Here is the configuration: <property>
<name>mapred.tasktracker.map.tasks.maximum</name>
<value>14</value>
</property>
<property>
<name>mapred.tasktracker.reduce.tasks.maximum</name>
<value>14</value>
</property>
<property>
<name>mapred.reduce.tasks</name>
<value>73</value>
</property>
Each node has a RAM of 32GB, i think it should be fine to have the above
configuartion.
> Date: Sat, 10 Mar 2012 22:31:44 -0700
> From: [email protected]
> To: [email protected]
> Subject: Re: Not all Mapper/Reducer slots are taken when running K-Means
> cluster
>
> What's your Hadoop config in terms of the maximum number of reducers?

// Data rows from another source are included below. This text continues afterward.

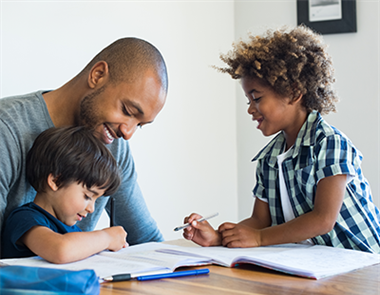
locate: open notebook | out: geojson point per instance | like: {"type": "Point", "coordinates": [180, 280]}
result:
{"type": "Point", "coordinates": [301, 260]}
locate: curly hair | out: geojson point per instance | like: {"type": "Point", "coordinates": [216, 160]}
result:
{"type": "Point", "coordinates": [292, 62]}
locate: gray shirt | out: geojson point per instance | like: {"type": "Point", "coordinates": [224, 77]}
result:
{"type": "Point", "coordinates": [22, 119]}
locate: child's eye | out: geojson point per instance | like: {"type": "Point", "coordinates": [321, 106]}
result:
{"type": "Point", "coordinates": [256, 99]}
{"type": "Point", "coordinates": [125, 111]}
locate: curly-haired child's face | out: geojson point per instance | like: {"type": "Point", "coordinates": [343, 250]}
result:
{"type": "Point", "coordinates": [272, 111]}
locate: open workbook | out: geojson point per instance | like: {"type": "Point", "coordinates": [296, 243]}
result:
{"type": "Point", "coordinates": [301, 260]}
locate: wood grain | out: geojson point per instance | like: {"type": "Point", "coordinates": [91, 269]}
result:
{"type": "Point", "coordinates": [249, 279]}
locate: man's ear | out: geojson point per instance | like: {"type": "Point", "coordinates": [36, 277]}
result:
{"type": "Point", "coordinates": [98, 75]}
{"type": "Point", "coordinates": [51, 182]}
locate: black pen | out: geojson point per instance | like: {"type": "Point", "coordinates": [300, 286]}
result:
{"type": "Point", "coordinates": [156, 276]}
{"type": "Point", "coordinates": [112, 212]}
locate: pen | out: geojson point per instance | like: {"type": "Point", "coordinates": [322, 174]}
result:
{"type": "Point", "coordinates": [174, 274]}
{"type": "Point", "coordinates": [112, 212]}
{"type": "Point", "coordinates": [155, 275]}
{"type": "Point", "coordinates": [199, 220]}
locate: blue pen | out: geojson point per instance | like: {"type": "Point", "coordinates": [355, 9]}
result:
{"type": "Point", "coordinates": [174, 274]}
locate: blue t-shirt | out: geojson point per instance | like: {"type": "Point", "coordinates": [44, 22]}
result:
{"type": "Point", "coordinates": [22, 220]}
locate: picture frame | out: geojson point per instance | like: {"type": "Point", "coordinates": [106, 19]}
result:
{"type": "Point", "coordinates": [328, 16]}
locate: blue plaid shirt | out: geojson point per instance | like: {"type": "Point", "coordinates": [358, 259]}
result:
{"type": "Point", "coordinates": [320, 151]}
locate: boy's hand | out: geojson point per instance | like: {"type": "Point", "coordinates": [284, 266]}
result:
{"type": "Point", "coordinates": [239, 235]}
{"type": "Point", "coordinates": [201, 233]}
{"type": "Point", "coordinates": [117, 238]}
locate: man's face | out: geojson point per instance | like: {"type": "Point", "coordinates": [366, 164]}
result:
{"type": "Point", "coordinates": [116, 110]}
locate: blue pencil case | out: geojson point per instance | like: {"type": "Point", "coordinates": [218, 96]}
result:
{"type": "Point", "coordinates": [37, 280]}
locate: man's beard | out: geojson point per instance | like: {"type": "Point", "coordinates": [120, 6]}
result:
{"type": "Point", "coordinates": [88, 112]}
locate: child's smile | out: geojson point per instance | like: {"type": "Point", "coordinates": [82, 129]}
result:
{"type": "Point", "coordinates": [273, 112]}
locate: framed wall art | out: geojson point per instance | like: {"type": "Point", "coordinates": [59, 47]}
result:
{"type": "Point", "coordinates": [328, 16]}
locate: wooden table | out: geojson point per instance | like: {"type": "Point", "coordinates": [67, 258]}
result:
{"type": "Point", "coordinates": [251, 279]}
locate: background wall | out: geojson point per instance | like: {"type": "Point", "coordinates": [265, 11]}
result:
{"type": "Point", "coordinates": [196, 156]}
{"type": "Point", "coordinates": [186, 159]}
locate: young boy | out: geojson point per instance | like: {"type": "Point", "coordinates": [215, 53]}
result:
{"type": "Point", "coordinates": [310, 187]}
{"type": "Point", "coordinates": [70, 169]}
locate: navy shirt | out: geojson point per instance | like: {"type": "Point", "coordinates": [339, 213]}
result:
{"type": "Point", "coordinates": [22, 220]}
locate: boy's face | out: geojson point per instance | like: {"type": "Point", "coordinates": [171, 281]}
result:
{"type": "Point", "coordinates": [272, 111]}
{"type": "Point", "coordinates": [73, 202]}
{"type": "Point", "coordinates": [116, 110]}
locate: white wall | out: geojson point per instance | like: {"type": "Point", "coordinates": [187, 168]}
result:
{"type": "Point", "coordinates": [186, 160]}
{"type": "Point", "coordinates": [356, 61]}
{"type": "Point", "coordinates": [196, 156]}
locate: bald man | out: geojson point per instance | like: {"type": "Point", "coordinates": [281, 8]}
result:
{"type": "Point", "coordinates": [124, 87]}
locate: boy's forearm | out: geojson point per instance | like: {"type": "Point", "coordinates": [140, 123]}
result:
{"type": "Point", "coordinates": [79, 245]}
{"type": "Point", "coordinates": [65, 248]}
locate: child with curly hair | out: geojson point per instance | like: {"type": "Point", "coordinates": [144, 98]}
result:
{"type": "Point", "coordinates": [309, 184]}
{"type": "Point", "coordinates": [70, 169]}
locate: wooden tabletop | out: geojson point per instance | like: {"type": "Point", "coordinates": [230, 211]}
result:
{"type": "Point", "coordinates": [249, 279]}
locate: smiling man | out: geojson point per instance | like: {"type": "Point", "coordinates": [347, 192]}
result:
{"type": "Point", "coordinates": [124, 87]}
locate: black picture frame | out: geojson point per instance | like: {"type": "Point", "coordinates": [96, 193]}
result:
{"type": "Point", "coordinates": [347, 24]}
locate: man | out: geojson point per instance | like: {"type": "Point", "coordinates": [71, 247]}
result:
{"type": "Point", "coordinates": [122, 88]}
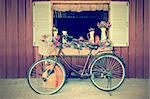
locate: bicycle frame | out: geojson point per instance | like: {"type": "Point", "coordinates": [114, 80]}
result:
{"type": "Point", "coordinates": [60, 55]}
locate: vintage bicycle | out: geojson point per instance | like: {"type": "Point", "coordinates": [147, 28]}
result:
{"type": "Point", "coordinates": [106, 70]}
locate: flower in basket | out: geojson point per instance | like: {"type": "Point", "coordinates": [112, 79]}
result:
{"type": "Point", "coordinates": [103, 24]}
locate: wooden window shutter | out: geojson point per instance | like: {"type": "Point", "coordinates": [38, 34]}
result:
{"type": "Point", "coordinates": [119, 18]}
{"type": "Point", "coordinates": [42, 21]}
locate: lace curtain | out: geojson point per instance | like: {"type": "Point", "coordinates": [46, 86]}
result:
{"type": "Point", "coordinates": [80, 7]}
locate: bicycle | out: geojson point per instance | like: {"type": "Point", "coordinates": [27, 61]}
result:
{"type": "Point", "coordinates": [48, 75]}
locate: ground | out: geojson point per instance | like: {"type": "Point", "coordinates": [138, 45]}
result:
{"type": "Point", "coordinates": [75, 89]}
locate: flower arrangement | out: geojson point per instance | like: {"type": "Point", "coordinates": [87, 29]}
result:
{"type": "Point", "coordinates": [104, 24]}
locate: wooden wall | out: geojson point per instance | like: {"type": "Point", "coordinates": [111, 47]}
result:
{"type": "Point", "coordinates": [17, 52]}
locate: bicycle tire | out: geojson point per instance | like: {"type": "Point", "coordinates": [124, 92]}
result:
{"type": "Point", "coordinates": [51, 85]}
{"type": "Point", "coordinates": [102, 74]}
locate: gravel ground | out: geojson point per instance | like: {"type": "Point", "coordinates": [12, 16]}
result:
{"type": "Point", "coordinates": [75, 89]}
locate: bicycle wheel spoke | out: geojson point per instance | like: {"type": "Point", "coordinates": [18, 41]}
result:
{"type": "Point", "coordinates": [110, 75]}
{"type": "Point", "coordinates": [41, 82]}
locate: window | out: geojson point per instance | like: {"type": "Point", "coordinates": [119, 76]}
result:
{"type": "Point", "coordinates": [81, 19]}
{"type": "Point", "coordinates": [78, 23]}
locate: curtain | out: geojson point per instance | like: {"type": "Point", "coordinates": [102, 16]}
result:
{"type": "Point", "coordinates": [80, 7]}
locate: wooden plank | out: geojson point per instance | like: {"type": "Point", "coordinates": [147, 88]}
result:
{"type": "Point", "coordinates": [2, 40]}
{"type": "Point", "coordinates": [139, 41]}
{"type": "Point", "coordinates": [132, 39]}
{"type": "Point", "coordinates": [79, 2]}
{"type": "Point", "coordinates": [29, 34]}
{"type": "Point", "coordinates": [117, 51]}
{"type": "Point", "coordinates": [22, 40]}
{"type": "Point", "coordinates": [12, 39]}
{"type": "Point", "coordinates": [146, 38]}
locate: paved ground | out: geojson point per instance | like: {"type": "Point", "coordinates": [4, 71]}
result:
{"type": "Point", "coordinates": [75, 89]}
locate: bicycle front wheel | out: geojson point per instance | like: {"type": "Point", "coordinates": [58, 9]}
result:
{"type": "Point", "coordinates": [107, 72]}
{"type": "Point", "coordinates": [46, 76]}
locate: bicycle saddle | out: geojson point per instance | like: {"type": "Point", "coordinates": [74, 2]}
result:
{"type": "Point", "coordinates": [91, 46]}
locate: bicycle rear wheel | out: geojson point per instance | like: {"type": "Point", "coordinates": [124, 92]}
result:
{"type": "Point", "coordinates": [108, 72]}
{"type": "Point", "coordinates": [44, 78]}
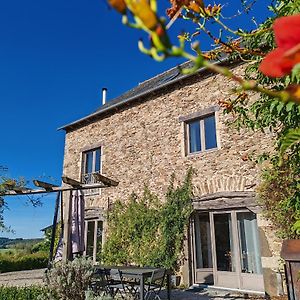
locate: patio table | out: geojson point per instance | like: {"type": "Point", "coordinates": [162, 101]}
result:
{"type": "Point", "coordinates": [140, 273]}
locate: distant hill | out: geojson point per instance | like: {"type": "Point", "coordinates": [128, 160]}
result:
{"type": "Point", "coordinates": [8, 243]}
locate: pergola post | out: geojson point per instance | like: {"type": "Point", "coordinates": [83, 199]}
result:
{"type": "Point", "coordinates": [67, 226]}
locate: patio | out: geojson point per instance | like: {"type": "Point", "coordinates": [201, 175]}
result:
{"type": "Point", "coordinates": [34, 277]}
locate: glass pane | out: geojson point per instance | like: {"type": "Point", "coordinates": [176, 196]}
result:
{"type": "Point", "coordinates": [224, 242]}
{"type": "Point", "coordinates": [89, 162]}
{"type": "Point", "coordinates": [249, 243]}
{"type": "Point", "coordinates": [203, 241]}
{"type": "Point", "coordinates": [90, 238]}
{"type": "Point", "coordinates": [97, 160]}
{"type": "Point", "coordinates": [210, 132]}
{"type": "Point", "coordinates": [99, 239]}
{"type": "Point", "coordinates": [194, 136]}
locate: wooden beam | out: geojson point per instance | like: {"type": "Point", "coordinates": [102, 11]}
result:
{"type": "Point", "coordinates": [56, 189]}
{"type": "Point", "coordinates": [71, 181]}
{"type": "Point", "coordinates": [67, 227]}
{"type": "Point", "coordinates": [107, 181]}
{"type": "Point", "coordinates": [21, 189]}
{"type": "Point", "coordinates": [45, 185]}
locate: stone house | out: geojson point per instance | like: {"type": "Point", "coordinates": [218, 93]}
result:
{"type": "Point", "coordinates": [165, 125]}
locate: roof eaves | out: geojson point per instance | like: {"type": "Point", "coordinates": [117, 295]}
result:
{"type": "Point", "coordinates": [130, 99]}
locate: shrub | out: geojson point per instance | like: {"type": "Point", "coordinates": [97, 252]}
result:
{"type": "Point", "coordinates": [148, 232]}
{"type": "Point", "coordinates": [22, 293]}
{"type": "Point", "coordinates": [19, 262]}
{"type": "Point", "coordinates": [70, 280]}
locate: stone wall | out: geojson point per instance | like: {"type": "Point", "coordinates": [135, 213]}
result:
{"type": "Point", "coordinates": [143, 143]}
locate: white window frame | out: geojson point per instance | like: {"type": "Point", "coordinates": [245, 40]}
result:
{"type": "Point", "coordinates": [200, 117]}
{"type": "Point", "coordinates": [91, 180]}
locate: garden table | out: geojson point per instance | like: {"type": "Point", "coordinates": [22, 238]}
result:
{"type": "Point", "coordinates": [140, 273]}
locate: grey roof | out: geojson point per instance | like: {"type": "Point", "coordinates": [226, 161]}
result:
{"type": "Point", "coordinates": [152, 85]}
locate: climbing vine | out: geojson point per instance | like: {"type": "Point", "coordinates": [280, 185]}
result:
{"type": "Point", "coordinates": [146, 231]}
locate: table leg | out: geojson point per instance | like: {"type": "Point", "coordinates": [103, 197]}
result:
{"type": "Point", "coordinates": [169, 286]}
{"type": "Point", "coordinates": [142, 287]}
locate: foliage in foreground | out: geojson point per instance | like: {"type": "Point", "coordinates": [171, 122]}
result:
{"type": "Point", "coordinates": [22, 293]}
{"type": "Point", "coordinates": [70, 280]}
{"type": "Point", "coordinates": [148, 232]}
{"type": "Point", "coordinates": [17, 262]}
{"type": "Point", "coordinates": [280, 197]}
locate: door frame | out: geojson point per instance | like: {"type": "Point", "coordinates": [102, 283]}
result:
{"type": "Point", "coordinates": [236, 279]}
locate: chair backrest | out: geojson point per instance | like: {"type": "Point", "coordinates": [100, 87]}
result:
{"type": "Point", "coordinates": [158, 275]}
{"type": "Point", "coordinates": [115, 274]}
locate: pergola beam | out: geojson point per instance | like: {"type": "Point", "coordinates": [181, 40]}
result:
{"type": "Point", "coordinates": [107, 181]}
{"type": "Point", "coordinates": [55, 189]}
{"type": "Point", "coordinates": [72, 184]}
{"type": "Point", "coordinates": [70, 181]}
{"type": "Point", "coordinates": [45, 185]}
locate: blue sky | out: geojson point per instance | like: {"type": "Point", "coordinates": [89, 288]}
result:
{"type": "Point", "coordinates": [55, 57]}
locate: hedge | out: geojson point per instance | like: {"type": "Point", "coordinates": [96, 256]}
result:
{"type": "Point", "coordinates": [10, 263]}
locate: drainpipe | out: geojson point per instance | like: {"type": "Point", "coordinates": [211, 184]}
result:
{"type": "Point", "coordinates": [104, 92]}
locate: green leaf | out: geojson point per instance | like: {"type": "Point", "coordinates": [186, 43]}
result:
{"type": "Point", "coordinates": [296, 227]}
{"type": "Point", "coordinates": [296, 73]}
{"type": "Point", "coordinates": [290, 138]}
{"type": "Point", "coordinates": [290, 106]}
{"type": "Point", "coordinates": [280, 107]}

> It's a function of your available RAM on each node and numbers of nodes.
>
> On 3/10/12 8:55 PM, WangRamon wrote:
> > Hi Paritosh I did the tests with 1 job and 5 jobs, they all have the
> > same problem, the job i'm running is the buildClusters one, I can see there
> > are 73 reduce tasks created from the monitor GUI, but only 12 of them are
> > running at any time (the rest are in pending state), the task finished very
> > quickly, it's about no more than 18 seconds to finish every reduce task, so
> > maybe that's the cause? Thanks Cheers Ramon
> > > Date: Sun, 11 Mar 2012 09:14:15 +0530
> >> From: [email protected]
> >> To: [email protected]
> >> Subject: Re: Not all Mapper/Reducer slots are taken when running K-Means
> >> cluster
> >>
> >> And to answer the question about KMeans configuration :
> >>
> >> Kmeans has two jobs :
> >> 1) builClusters : has a reducer and has no limitation on the number of
> >> reducer tasks
> >> 2) clusterData : executes if runClustering = true, has no reducer tasks
> >>
> >> On 11-03-2012 09:10, Paritosh Ranjan wrote:
> >>> Can you run K-means jobs again ( all with the same block size ) and give
> >>> same statistics for :
> >>>
> >>> a) only 1 job running
> >>> b) 2 jobs running simultaneously
> >>> c) 5 jobs running simultaneously
> >>>
> >>> On 10-03-2012 21:08, WangRamon wrote:
> >>>>
> >>>> Hi All I submit 5 K-Means Jobs simultaneously, my Hadoop cluster have
> >>>> 42 map and 42 reduce slots configured, I set the default reduce task per
> >>>> job as 73 (42 * 1.75), I find there are always about 12 of the reduce
> >>>> tasks are running at any time although there are 73 reduce tasks created
> >>>> for each of the K-Means job and i do have 42 reduce slots, it means at
> >>>> anytime i have about 30 reduce slots free. So i tried RecommenderJob
> >>>> from mahout again, i remember that job will use all my slots in my
> >>>> previouse test, and YES for this time,
> >>>> "RowSimilarityJob-CooccurrencesMapper-Reducer" do use all the slots 42
> >>>> reduce and 42 map, so I'm wondering is that something configured in
> >>>> Mahout which cause this strange behavior? Any suggestions? Thanks in
> >>>> advance. Btw, i'm using mahout-0.6 release. Cheers Ramon
> >>>>
> >
>